“Muoio come uno stronzo e ho fatto solo tre film”: è la frase, forse la più cruda e raggelante tra le tante emerse dalla loro frequentazione, che Claudio Caligari abbia mai rivolto a Valerio Mastandrea. Il lascito enorme per quanto diradato nel tempo (tre film in quarant’anni) del regista di Amore tossico, L’odore della notte e Non essere cattivo ha trovato nuova linfa vitale nel documentario Se c’è un aldilà sono fottuto. Vita e cinema di Claudio Caligari, di Simone Isola e Fausto Trombetta, presentato nell’ultima edizione della Mostra del cinema nella sezione Venezia Classici e nato da unʹidea di Marco De Annuntiis, musicista e compositore di Ostia appassionato del cinema di Caligari.
Non solo l’ultima celebrazione in ordine di tempo di un autore-monade troppo a lungo dimenticato dalla nostra industria, scomparso nel 2015 subito dopo aver completato le riprese del suo terzo e ultimo film, ma anche una radiografia ad alto tasso emotivo, come indica il titolo, del vissuto e dell’opera di una voce unica e marginale, che ha sperimentato in prima persona l’isolamento scrivendo per decenni sceneggiature su sceneggiature che non hanno mai incontrato l'adesione e il favore entusiastico dei produttori, condannandolo di fatto a portare per tutta la vita lo stigma di autore maledetto (purtroppo senza virgolette).
Veniva dal documentario, Caligari - tra il 1976 e il 1978 ha realizzato Perché droga, La follia della rivoluzione, La parte bassa - e S’è un aldilà sono fottuto, pur partendo e ruotando soprattutto sul backstage e sulla lavorazione di Non essere cattivo, provvede a restituirci i profondi istinti e la matrice radicale dell’ispirazione di questo cineasta. Erede non certo scolastico ma indubbiamente monumentale di Pier Paolo Pasolini e allievo d’elezione di Marco Ferreri, che per Amore tossico si spese con energia e generosità, difendendolo a spada tratta quando, all'inizio degli anni Ottanta, proprio alla Mostra di Venezia diede scandalo per la rappresentazione scabrosa e senza filtri di un gruppo di giovani tossicodipendenti.

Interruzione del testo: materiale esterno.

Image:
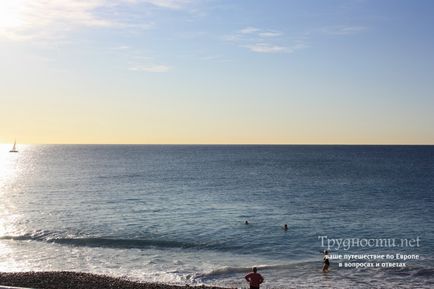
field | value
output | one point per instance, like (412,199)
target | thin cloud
(266,48)
(42,18)
(47,20)
(270,34)
(249,30)
(263,40)
(343,30)
(171,4)
(151,68)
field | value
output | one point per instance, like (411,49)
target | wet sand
(75,280)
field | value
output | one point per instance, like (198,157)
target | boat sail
(14,148)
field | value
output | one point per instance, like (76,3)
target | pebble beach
(76,280)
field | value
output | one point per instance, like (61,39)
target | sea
(177,213)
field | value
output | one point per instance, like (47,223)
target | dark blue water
(177,213)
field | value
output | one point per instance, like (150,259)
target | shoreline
(80,280)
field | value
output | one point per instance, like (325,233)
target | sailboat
(14,148)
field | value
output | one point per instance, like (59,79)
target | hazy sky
(217,71)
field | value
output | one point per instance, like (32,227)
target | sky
(217,71)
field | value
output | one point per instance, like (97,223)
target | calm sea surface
(176,213)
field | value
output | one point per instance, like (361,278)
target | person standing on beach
(255,279)
(326,259)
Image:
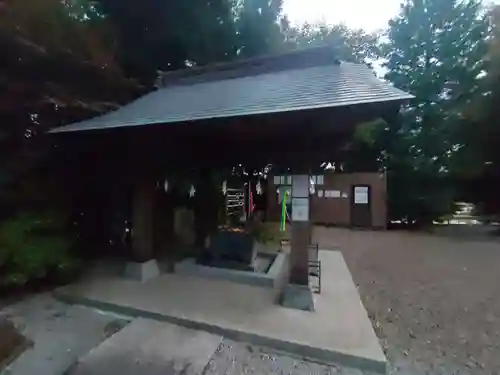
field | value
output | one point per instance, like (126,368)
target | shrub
(267,233)
(34,248)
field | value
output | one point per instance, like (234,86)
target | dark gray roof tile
(293,89)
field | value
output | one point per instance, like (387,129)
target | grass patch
(12,343)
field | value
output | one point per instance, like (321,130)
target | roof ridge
(296,59)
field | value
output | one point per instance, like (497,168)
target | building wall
(337,211)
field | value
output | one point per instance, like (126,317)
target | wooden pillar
(142,221)
(297,293)
(299,258)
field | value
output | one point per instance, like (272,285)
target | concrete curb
(271,279)
(294,348)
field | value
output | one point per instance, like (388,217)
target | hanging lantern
(258,188)
(192,191)
(312,187)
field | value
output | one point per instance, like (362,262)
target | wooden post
(297,293)
(143,265)
(142,221)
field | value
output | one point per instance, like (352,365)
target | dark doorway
(361,206)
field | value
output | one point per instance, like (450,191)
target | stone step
(150,347)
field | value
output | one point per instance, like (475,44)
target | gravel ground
(237,358)
(434,301)
(60,333)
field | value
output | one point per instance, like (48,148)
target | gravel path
(60,333)
(237,358)
(434,301)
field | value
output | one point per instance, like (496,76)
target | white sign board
(300,186)
(361,195)
(300,209)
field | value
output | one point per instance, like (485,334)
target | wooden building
(294,110)
(354,200)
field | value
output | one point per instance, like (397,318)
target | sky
(370,15)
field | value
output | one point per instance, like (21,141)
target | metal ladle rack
(235,203)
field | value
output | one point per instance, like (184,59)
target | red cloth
(250,199)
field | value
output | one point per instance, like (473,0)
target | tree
(170,35)
(56,67)
(477,162)
(435,50)
(352,45)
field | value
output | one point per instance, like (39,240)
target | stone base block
(298,297)
(143,271)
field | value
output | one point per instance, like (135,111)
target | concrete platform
(150,347)
(275,277)
(339,331)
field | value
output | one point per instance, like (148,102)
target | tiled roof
(242,89)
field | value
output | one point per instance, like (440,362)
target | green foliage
(351,45)
(435,50)
(476,165)
(267,233)
(33,248)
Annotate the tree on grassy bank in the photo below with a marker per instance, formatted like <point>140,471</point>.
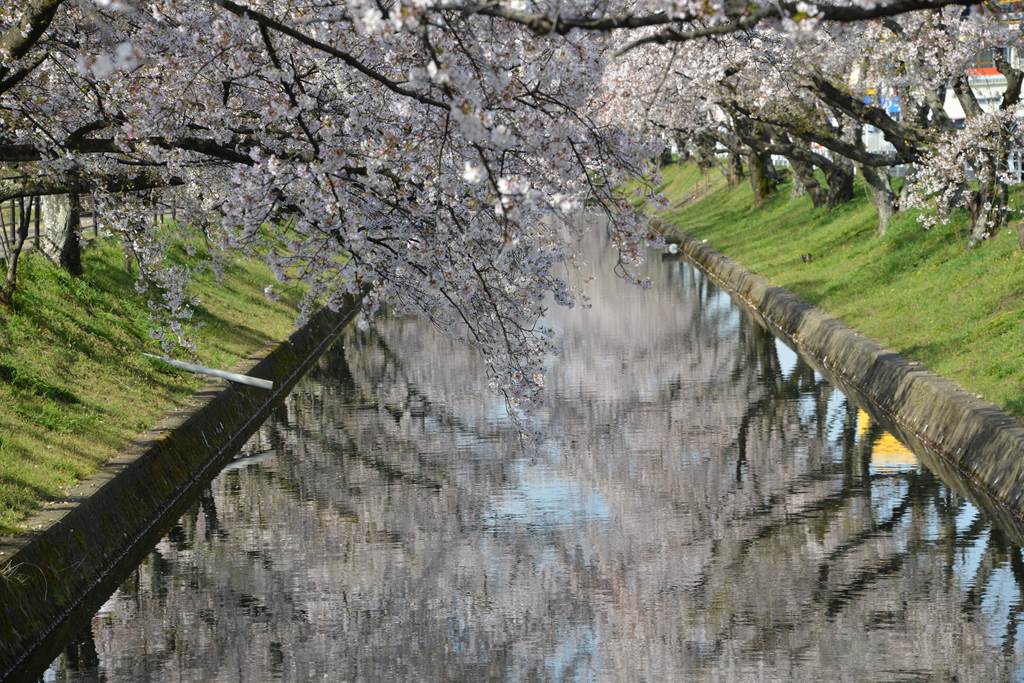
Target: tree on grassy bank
<point>438,153</point>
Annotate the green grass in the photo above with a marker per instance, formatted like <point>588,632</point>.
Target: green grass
<point>75,387</point>
<point>919,292</point>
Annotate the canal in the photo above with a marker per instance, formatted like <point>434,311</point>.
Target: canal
<point>704,506</point>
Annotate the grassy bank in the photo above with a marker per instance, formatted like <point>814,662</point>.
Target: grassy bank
<point>919,292</point>
<point>74,384</point>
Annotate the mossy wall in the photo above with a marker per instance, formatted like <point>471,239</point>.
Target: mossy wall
<point>51,578</point>
<point>970,438</point>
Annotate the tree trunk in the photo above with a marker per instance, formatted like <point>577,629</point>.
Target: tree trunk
<point>988,203</point>
<point>71,250</point>
<point>60,231</point>
<point>803,177</point>
<point>839,176</point>
<point>735,169</point>
<point>882,196</point>
<point>10,279</point>
<point>763,177</point>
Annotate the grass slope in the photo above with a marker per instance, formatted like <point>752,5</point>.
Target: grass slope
<point>919,292</point>
<point>74,385</point>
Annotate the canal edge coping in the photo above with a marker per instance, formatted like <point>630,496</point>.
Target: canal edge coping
<point>981,442</point>
<point>74,547</point>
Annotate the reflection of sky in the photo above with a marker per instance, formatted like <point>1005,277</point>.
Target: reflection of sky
<point>542,498</point>
<point>573,656</point>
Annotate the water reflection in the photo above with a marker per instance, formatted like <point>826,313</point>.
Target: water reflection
<point>706,507</point>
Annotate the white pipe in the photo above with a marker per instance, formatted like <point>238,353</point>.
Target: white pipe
<point>203,370</point>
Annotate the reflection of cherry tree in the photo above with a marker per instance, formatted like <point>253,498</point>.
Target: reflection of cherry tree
<point>702,508</point>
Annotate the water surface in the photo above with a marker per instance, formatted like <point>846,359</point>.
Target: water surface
<point>705,507</point>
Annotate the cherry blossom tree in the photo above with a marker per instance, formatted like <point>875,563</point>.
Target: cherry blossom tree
<point>430,155</point>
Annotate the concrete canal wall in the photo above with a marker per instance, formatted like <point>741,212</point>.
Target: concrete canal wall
<point>52,575</point>
<point>976,440</point>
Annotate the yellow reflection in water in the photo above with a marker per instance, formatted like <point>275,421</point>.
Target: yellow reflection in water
<point>888,453</point>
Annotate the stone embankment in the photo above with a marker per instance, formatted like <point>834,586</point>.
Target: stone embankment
<point>974,444</point>
<point>52,577</point>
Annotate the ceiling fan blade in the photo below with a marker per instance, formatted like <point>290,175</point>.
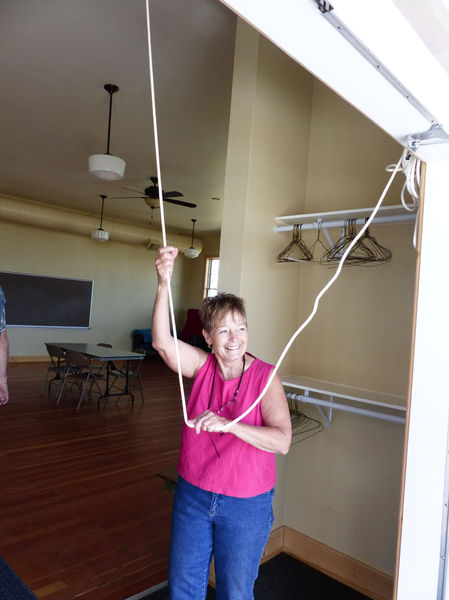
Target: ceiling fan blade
<point>180,203</point>
<point>127,197</point>
<point>131,190</point>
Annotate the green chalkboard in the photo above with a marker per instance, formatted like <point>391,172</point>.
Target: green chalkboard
<point>36,301</point>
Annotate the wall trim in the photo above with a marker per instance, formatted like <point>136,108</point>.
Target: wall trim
<point>351,572</point>
<point>34,358</point>
<point>344,568</point>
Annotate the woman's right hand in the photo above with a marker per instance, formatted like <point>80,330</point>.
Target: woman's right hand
<point>165,259</point>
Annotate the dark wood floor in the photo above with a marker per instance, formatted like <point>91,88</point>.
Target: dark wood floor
<point>82,511</point>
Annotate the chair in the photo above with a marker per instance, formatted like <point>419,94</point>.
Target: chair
<point>79,370</point>
<point>57,366</point>
<point>97,364</point>
<point>133,375</point>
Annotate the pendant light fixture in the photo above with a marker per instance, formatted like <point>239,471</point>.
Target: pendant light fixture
<point>106,166</point>
<point>100,234</point>
<point>192,252</point>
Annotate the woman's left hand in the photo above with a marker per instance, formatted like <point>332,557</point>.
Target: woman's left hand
<point>209,421</point>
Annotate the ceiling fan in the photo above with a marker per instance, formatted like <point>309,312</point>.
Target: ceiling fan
<point>151,194</point>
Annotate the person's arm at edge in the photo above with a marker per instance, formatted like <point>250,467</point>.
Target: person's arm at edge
<point>3,367</point>
<point>276,433</point>
<point>192,358</point>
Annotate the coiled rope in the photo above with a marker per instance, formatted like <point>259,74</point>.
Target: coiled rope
<point>411,170</point>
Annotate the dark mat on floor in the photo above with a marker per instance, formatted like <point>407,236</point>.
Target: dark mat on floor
<point>11,586</point>
<point>285,578</point>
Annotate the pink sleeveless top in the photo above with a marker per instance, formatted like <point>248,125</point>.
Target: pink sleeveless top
<point>222,463</point>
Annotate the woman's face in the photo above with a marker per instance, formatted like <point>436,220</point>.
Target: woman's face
<point>229,337</point>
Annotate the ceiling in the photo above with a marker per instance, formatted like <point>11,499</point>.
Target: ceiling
<point>56,56</point>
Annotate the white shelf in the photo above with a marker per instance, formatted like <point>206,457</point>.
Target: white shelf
<point>361,401</point>
<point>337,218</point>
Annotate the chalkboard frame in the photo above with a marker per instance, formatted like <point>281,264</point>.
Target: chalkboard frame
<point>42,301</point>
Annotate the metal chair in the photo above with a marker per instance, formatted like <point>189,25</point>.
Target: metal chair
<point>57,366</point>
<point>79,370</point>
<point>133,375</point>
<point>97,364</point>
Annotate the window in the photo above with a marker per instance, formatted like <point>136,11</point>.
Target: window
<point>211,276</point>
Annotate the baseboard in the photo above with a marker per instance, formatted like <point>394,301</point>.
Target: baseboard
<point>28,358</point>
<point>351,572</point>
<point>361,577</point>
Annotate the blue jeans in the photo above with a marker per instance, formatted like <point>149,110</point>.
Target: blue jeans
<point>233,530</point>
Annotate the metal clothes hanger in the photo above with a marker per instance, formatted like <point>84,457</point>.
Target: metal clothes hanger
<point>303,426</point>
<point>296,251</point>
<point>359,254</point>
<point>318,245</point>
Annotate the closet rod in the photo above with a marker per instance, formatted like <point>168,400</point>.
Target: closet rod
<point>344,407</point>
<point>408,217</point>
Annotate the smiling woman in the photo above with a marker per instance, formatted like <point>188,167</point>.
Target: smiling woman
<point>223,500</point>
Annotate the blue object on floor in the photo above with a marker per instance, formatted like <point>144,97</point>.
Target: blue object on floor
<point>11,586</point>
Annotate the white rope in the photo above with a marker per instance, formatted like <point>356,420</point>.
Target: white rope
<point>414,185</point>
<point>317,300</point>
<point>161,206</point>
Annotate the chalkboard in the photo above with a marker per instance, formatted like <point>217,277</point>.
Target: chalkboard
<point>36,301</point>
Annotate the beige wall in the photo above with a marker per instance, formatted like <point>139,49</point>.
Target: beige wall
<point>296,147</point>
<point>266,175</point>
<point>194,270</point>
<point>343,486</point>
<point>124,284</point>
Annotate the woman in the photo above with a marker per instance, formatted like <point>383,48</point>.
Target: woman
<point>223,500</point>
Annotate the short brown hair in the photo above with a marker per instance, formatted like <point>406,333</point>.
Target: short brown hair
<point>213,308</point>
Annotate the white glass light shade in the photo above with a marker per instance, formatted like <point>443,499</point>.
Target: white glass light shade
<point>106,166</point>
<point>100,235</point>
<point>191,252</point>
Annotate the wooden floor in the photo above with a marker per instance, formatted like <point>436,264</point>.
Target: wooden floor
<point>82,511</point>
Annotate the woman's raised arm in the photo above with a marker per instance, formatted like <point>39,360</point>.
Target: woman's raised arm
<point>192,358</point>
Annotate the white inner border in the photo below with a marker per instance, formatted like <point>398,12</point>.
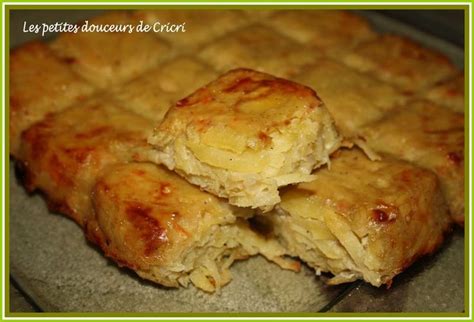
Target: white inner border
<point>341,317</point>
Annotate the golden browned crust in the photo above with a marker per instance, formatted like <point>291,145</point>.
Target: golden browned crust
<point>363,219</point>
<point>261,48</point>
<point>430,136</point>
<point>201,26</point>
<point>244,135</point>
<point>63,153</point>
<point>105,58</point>
<point>353,98</point>
<point>400,61</point>
<point>153,93</point>
<point>40,83</point>
<point>449,93</point>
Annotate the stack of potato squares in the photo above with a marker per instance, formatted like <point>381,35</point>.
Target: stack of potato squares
<point>302,136</point>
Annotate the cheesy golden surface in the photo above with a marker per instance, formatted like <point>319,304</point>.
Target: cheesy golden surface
<point>362,219</point>
<point>154,92</point>
<point>400,61</point>
<point>353,98</point>
<point>193,28</point>
<point>34,93</point>
<point>244,135</point>
<point>258,47</point>
<point>449,93</point>
<point>430,136</point>
<point>64,153</point>
<point>168,231</point>
<point>324,29</point>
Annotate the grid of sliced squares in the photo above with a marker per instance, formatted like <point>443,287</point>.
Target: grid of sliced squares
<point>84,106</point>
<point>362,219</point>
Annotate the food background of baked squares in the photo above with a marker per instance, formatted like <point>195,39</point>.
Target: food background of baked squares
<point>375,75</point>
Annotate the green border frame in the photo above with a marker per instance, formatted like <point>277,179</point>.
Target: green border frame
<point>247,4</point>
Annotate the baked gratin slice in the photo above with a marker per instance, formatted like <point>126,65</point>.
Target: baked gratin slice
<point>401,62</point>
<point>364,99</point>
<point>448,93</point>
<point>111,58</point>
<point>169,231</point>
<point>325,29</point>
<point>40,83</point>
<point>430,136</point>
<point>362,219</point>
<point>154,92</point>
<point>244,135</point>
<point>62,155</point>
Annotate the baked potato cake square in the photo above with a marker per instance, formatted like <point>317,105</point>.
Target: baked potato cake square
<point>401,62</point>
<point>258,47</point>
<point>430,136</point>
<point>448,93</point>
<point>40,83</point>
<point>171,232</point>
<point>353,98</point>
<point>110,58</point>
<point>62,155</point>
<point>244,135</point>
<point>362,219</point>
<point>200,26</point>
<point>324,29</point>
<point>154,92</point>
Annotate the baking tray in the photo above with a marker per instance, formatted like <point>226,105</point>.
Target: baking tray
<point>53,265</point>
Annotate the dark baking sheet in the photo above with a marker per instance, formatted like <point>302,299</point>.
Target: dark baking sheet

Le interviste del prodotto muovono dalla cosiddetta “banda Caligari”, il team creativo capitanato da Valerio Mastandrea che intorno all’ultimo set di un Caligari già molto malato si strinse fino a diventare una famiglia unita dalla responsabilità, dalla devozione e dal destino, per poi mappare i ricordi e le sensazioni di quanti l’hanno conosciuto, dalla madre agli attori del cult Amore tossico, tra cui la superstite Michela Mioni, passando per Marco Risi, che da produttore lo affiancò nella messa in piedi de L’odore della notte, girato quindici anni dopo il suo esordio. Un insieme di testimonianze che immortala la solitudine fatale, la lucentezza di pensiero, la sicurezza di un’idea di cinema che aveva sempre e comunque le idee chiare su cosa fare e su come farlo. Con pochissime parole e tanta sostanza, e una vocazione che Caligari definiva “alla Vittorio De Seta”, come lui stesso suggerisce in una conversazione con Nanni Moretti riportata nel film.
Dopo Amore tossico avrebbe potuto fare qualsiasi cosa, Claudio Caligari, eppure la sua carriera troppo scarna è sprofondata nel medesimo “buco nero” che il regista affibbiava alla Ostia ostaggio della droga con un’espressione impietosa e sublime. Ed è dunque con molta commozione e altrettanto rimpianto, gli stessi sentimenti che il film di Isola e Trombetta convoca con nitido pudore, che si assiste a Luca Marinelli chiarire come il suo cappello in Non essere cattivo sia ispirato a Mean Streets di Martin Scorsese, amato a tal punto da Caligari da indurre Mastandrea a indirizzargli la celebre lettera dall’incipit “Caro Martino", a Giorgio Tirabassi parlare delle raffinate passioni francesi dell'autore, dalle luci fredde Jean Pierre-Melville a quelle di di Jules Dassin, e a mille altri dimostrazioni della “stronza intelligenza”, per citare ancora Mastandrea, di un uomo di cinema al quale la settima arte ha dato e tolto tutto, circondandolo di un abbraccio letale e spietato, colmo d'amore e cattiveria.